I've actually recently upgraded my RAM and I thought that might be the problem, so I replaced the new memory with the old and most of the problems I've had are gone now, but it looks like the damage has been done with this issue.


----------



## johnwill (Sep 26, 2002)

If you had bad memory, there's no telling what got corrupted. That's a red flag whenever you install new memory and things go south. :smile:


----------



## Lisie (Jul 26, 2007)

Yeah, I'm trying to get it replaced on warranty right now and using the old one meanwhile. Meanwhile, should I just reinstall the OS?


----------



## johnwill (Sep 26, 2002)

Well, if you still have multiple issues, that may be the easiest way to proceed.

Whenever you add memory, you should first run one of those memory tests at least overnight before trying to use the machine. I normally run it for 24 hours, if it doesn't run error-free, the memory gets yanked.


----------



## rbatrack (Nov 15, 2009)

I had the same issue and as it is a corrupt TCP/IP Stack

To fix, you will need to run a command prompt as administrator

Start > All Programs > Accessories > Command Prompt (Right-Click and Run as Administrator)

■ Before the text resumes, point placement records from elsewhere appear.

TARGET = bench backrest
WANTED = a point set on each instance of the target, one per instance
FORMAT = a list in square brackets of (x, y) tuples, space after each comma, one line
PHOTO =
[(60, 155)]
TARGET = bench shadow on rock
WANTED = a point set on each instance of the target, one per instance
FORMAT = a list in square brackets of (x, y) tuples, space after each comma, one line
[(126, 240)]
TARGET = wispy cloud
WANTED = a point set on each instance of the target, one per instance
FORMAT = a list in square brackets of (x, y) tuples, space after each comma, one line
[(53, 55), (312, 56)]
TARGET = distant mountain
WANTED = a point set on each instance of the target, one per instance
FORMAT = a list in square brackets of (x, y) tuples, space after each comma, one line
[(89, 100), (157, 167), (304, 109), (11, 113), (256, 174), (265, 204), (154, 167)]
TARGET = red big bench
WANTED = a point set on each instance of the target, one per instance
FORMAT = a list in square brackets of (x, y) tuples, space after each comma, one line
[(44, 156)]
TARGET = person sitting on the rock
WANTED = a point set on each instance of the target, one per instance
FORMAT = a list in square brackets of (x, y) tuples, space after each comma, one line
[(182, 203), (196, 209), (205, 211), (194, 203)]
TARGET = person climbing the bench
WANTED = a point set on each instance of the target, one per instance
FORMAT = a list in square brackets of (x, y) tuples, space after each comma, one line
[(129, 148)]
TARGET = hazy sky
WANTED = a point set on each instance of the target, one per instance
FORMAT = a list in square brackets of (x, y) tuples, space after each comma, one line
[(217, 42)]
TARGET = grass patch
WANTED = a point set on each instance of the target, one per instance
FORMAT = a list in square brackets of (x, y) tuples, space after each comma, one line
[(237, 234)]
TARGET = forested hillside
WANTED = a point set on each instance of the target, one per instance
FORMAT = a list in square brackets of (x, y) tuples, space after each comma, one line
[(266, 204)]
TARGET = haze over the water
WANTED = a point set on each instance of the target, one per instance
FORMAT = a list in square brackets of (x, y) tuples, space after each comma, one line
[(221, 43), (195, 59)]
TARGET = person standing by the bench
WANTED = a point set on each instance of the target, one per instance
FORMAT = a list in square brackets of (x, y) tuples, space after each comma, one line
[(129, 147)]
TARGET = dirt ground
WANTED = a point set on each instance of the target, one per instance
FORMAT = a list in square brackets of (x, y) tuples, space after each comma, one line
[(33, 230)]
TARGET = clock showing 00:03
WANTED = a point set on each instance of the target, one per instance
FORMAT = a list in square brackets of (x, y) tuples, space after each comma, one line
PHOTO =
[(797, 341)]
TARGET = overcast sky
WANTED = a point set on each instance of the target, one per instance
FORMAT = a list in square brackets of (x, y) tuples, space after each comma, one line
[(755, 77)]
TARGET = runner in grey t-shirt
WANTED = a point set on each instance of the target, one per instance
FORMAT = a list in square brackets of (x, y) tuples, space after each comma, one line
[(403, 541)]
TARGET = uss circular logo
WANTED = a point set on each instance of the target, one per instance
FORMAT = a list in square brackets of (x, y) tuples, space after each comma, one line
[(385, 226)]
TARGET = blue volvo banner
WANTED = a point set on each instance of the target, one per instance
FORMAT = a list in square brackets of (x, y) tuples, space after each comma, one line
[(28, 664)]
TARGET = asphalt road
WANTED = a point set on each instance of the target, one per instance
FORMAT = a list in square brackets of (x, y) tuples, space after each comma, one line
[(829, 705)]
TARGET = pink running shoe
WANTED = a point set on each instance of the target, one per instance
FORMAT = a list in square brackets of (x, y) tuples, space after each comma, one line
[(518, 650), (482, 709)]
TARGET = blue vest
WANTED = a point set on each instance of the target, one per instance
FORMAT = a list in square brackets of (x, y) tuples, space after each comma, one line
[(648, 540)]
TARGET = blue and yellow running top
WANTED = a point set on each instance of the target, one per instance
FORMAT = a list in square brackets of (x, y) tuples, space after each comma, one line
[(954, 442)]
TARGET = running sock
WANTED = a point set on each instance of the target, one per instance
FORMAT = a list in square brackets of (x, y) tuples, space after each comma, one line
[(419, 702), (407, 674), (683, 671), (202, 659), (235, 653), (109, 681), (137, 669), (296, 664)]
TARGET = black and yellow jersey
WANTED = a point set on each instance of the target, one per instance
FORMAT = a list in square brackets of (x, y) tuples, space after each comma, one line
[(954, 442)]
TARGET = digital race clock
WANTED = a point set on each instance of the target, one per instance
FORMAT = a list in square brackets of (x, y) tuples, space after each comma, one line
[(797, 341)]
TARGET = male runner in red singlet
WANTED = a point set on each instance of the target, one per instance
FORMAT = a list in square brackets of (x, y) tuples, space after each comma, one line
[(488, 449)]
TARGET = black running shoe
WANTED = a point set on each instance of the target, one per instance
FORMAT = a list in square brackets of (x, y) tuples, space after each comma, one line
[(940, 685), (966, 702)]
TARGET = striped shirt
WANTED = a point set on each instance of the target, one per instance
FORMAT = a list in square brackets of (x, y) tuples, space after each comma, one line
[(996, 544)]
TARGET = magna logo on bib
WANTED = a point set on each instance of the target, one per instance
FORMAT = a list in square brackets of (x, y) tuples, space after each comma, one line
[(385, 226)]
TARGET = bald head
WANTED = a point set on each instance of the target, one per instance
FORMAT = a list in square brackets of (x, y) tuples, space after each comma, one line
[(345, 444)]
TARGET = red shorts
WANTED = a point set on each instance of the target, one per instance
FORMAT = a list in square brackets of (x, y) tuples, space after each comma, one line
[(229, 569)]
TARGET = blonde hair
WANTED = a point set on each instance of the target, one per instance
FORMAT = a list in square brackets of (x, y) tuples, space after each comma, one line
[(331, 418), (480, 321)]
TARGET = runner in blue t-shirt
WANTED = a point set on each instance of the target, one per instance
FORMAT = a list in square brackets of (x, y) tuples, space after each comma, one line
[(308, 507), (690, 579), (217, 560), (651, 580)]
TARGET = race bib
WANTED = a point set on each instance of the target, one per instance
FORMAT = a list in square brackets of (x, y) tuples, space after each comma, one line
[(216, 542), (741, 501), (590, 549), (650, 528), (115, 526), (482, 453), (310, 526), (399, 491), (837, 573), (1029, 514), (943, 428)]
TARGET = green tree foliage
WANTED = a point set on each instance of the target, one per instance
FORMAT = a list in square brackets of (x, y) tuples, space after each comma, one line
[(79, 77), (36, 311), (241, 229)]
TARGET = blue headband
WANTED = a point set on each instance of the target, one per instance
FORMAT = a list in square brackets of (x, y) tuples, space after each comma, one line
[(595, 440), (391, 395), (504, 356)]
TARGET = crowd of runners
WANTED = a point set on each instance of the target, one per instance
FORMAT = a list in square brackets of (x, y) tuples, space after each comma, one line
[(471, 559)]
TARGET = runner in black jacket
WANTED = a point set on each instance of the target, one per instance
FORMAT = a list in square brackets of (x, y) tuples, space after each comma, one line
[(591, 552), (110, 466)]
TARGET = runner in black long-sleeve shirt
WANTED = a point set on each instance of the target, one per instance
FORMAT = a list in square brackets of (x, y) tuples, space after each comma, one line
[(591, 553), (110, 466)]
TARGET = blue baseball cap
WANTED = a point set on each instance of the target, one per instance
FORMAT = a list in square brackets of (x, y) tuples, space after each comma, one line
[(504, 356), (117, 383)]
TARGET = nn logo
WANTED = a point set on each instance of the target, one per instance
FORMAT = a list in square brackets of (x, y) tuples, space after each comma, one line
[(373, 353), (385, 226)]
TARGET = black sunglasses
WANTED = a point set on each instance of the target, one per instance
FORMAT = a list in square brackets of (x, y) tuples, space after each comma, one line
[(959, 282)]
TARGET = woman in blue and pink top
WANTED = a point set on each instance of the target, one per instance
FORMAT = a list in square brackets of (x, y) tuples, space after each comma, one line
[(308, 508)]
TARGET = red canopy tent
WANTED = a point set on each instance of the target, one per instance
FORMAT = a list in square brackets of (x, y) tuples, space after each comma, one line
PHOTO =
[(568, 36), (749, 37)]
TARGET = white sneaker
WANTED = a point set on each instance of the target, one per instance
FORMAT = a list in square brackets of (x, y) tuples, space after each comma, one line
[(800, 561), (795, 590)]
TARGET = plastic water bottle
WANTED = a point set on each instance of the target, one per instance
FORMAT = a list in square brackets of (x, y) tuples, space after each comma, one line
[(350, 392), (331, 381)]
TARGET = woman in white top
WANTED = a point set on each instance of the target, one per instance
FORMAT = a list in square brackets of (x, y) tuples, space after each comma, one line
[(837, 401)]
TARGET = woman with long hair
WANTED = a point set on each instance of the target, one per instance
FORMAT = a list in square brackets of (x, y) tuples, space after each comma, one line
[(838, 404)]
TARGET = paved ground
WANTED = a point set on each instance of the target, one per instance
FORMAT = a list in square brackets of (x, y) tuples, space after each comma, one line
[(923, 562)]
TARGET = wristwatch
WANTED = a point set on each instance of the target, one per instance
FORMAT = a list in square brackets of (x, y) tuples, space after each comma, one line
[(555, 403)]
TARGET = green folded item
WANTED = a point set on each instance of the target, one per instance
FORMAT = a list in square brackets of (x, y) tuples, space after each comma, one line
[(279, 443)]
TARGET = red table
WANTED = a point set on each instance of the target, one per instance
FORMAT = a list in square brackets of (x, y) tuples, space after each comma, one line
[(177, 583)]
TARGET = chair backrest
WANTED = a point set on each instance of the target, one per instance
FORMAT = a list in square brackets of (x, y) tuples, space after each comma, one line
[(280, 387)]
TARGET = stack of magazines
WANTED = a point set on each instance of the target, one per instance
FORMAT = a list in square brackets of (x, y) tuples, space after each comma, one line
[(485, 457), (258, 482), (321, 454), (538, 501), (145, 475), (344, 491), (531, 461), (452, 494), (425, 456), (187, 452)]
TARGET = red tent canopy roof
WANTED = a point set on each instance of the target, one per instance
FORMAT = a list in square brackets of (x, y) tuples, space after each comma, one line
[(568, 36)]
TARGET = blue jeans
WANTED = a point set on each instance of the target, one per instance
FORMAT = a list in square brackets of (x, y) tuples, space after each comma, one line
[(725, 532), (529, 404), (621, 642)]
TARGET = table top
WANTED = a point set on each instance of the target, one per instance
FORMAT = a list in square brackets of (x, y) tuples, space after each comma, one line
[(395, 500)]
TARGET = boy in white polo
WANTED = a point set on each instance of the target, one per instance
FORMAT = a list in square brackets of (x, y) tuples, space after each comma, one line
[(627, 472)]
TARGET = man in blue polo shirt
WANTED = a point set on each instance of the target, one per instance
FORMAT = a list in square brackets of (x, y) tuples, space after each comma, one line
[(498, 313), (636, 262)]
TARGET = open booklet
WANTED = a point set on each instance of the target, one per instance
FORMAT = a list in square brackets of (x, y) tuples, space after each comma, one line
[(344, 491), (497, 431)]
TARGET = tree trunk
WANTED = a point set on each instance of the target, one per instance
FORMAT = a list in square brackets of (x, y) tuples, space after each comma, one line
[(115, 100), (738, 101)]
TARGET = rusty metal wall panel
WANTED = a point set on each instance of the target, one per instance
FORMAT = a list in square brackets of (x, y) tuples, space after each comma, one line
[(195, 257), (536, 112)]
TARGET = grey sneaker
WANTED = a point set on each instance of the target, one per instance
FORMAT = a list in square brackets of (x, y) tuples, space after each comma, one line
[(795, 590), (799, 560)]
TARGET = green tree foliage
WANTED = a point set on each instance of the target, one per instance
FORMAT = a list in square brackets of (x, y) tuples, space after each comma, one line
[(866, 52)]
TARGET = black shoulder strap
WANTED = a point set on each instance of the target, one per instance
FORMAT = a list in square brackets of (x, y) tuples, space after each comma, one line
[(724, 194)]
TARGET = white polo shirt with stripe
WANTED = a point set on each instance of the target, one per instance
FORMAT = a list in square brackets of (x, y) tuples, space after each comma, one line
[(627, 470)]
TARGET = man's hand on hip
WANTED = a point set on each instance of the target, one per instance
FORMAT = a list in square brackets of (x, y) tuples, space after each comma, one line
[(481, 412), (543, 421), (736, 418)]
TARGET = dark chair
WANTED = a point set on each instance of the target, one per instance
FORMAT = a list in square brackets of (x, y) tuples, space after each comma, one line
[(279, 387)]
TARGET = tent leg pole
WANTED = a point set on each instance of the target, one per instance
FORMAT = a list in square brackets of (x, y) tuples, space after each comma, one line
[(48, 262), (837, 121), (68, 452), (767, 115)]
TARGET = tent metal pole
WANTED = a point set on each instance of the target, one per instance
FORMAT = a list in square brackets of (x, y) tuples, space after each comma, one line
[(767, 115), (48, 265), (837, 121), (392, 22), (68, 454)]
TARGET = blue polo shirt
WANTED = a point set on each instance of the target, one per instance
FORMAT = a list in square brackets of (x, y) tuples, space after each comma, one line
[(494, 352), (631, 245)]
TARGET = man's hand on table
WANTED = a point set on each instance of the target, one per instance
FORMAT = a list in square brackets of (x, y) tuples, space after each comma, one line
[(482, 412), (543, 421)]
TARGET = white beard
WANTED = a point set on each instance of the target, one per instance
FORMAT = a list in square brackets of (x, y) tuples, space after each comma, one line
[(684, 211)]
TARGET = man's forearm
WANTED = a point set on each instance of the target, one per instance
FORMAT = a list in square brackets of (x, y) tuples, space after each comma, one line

At the command Prompt type : netsh winsock reset

Ignore all errors, restart your computer and networking should work


----------



## johnwill (Sep 26, 2002)

Actually, a service failing to start is rarely stack corruption. In any case, if you're going to reset the stack, might as well do the complete reset.

*TCP/IP stack repair options for use with Windows XP with SP2/SP3.*

*S*tart, *R*un, *CMD* to open a command prompt:

In the command prompt window that opens, type type the following commands, each followed by the Enter key:

_Note: Type only the text in bold for the following commands._

Reset TCP/IP stack to installation defaults, type: *netsh int ip reset reset.log*

Reset WINSOCK entries to installation defaults, type: *netsh winsock reset catalog*

Reboot the machine.


----------